Solana-based Jupiter, in contrast, serves as a decentralized exchange aggregator allowing users to swap tokens, place limit orders, and employ dollar-cost averaging buying strategies on the Solana network. The airdrop by Solana-based Jupiter, considered one of the largest on Solana, generated a frenzy of claims. Austin Federa, director of strategy at the Solana Foundation, mentioned that the Solana network handled 2.5 million non-voting transactions in the first two and a half hours of the airdrop, with a joking reference to gas fees reaching an "astronomical figure" of 0.01 SOL, equivalent to around $1.02 at current prices.

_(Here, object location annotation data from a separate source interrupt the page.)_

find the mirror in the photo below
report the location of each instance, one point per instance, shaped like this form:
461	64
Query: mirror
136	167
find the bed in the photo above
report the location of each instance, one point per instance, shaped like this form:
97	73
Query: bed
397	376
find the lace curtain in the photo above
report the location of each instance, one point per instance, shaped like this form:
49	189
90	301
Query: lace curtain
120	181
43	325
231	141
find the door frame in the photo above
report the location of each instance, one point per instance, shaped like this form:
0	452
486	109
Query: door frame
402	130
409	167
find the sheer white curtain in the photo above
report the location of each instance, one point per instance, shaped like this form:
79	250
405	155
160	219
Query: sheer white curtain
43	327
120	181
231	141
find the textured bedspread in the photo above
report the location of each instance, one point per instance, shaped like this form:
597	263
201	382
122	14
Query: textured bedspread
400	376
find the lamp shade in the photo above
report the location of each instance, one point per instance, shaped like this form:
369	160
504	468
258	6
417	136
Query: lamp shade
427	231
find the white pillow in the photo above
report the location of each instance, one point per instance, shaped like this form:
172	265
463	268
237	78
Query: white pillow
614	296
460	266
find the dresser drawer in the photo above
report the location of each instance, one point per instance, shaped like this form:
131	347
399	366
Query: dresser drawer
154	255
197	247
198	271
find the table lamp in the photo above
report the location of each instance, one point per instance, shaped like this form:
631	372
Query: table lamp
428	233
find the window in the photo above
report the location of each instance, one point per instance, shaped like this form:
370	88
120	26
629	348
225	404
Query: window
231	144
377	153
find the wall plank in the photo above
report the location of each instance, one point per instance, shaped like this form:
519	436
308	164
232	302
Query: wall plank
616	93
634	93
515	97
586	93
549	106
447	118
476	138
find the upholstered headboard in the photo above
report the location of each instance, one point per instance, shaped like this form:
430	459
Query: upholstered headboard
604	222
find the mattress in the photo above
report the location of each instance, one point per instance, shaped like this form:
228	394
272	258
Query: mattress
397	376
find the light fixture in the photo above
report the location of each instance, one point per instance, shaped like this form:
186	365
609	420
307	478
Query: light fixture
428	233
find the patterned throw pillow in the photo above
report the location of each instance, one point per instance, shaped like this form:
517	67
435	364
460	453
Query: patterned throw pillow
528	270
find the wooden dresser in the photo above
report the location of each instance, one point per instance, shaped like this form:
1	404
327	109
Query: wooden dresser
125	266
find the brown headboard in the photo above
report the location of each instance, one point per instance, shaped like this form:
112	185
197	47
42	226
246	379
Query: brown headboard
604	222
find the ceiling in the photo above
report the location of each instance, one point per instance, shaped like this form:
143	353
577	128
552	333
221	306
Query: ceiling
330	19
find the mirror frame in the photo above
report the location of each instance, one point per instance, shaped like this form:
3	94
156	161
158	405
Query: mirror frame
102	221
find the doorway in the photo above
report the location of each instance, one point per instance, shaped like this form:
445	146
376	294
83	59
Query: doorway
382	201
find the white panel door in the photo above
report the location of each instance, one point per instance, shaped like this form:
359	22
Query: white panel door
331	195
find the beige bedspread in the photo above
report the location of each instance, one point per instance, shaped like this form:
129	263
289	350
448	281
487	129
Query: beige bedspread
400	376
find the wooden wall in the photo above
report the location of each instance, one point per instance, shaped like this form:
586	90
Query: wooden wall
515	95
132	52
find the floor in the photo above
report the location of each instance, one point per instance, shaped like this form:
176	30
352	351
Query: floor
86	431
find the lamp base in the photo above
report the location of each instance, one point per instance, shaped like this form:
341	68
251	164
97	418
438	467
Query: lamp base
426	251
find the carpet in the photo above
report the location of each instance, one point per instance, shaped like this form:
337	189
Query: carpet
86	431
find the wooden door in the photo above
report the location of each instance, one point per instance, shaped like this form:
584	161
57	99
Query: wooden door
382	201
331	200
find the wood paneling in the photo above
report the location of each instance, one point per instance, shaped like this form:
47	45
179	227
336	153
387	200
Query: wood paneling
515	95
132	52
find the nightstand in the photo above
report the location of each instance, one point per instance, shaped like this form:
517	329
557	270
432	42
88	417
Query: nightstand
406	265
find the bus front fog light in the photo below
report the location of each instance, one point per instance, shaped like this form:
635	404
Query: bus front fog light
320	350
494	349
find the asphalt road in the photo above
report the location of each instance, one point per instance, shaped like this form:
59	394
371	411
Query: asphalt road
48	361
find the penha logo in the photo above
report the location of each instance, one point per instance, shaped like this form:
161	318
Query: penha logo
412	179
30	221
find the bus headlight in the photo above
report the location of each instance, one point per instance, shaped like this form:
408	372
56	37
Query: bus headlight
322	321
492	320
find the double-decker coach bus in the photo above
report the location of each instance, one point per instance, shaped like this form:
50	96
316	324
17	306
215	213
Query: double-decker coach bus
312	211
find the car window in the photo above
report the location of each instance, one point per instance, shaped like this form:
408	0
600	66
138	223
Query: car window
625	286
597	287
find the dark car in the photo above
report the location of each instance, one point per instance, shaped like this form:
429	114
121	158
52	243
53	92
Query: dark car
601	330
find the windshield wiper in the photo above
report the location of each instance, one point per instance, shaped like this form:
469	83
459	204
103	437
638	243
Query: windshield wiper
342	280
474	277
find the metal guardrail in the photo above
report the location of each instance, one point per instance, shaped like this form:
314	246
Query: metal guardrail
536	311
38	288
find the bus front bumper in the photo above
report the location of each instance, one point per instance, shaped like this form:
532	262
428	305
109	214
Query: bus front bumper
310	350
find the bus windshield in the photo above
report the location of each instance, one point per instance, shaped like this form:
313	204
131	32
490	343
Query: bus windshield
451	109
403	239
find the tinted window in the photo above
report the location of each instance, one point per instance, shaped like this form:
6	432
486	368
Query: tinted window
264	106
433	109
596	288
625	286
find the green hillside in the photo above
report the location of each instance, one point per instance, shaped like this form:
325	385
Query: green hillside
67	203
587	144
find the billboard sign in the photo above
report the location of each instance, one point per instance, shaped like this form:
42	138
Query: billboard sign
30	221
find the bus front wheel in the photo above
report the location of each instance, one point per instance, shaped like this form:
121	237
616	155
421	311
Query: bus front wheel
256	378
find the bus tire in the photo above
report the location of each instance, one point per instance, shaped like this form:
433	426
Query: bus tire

Federa compared this to the high gas fees on the Ethereum network during popular airdrops, citing the ApeCoin airdrop where users had to pay $3,500 in gas fees to claim their tokens. However, third-party applications like Phantom Wallet and Solflare encountered user complaints during the airdrop event. Federa clarified that the issues were related to the remote procedure call (RPC) node, the interface between user wallets and the network, rather than the core Solana layer. Despite the challenges, 41% of eligible wallets received JUP tokens, and a 17-year-old cryptocurrency investor, codenamed "X," claims to have made over $1 million from Solana's JUP airdrop.
The Solana Foundation's Federa highlighted the network's solid performance, with the RPC layer remaining mostly unaffected by the influx of user activity during the airdrop. Validators continued to produce blocks in the network as expected. The airdrop's statistics show that among all eligible wallets, 57% of the total airdrop amount, or 566 million JUPs, have been received since the event went live on January 31 at 10:00 a.m. ET, according to data from Dune analysis.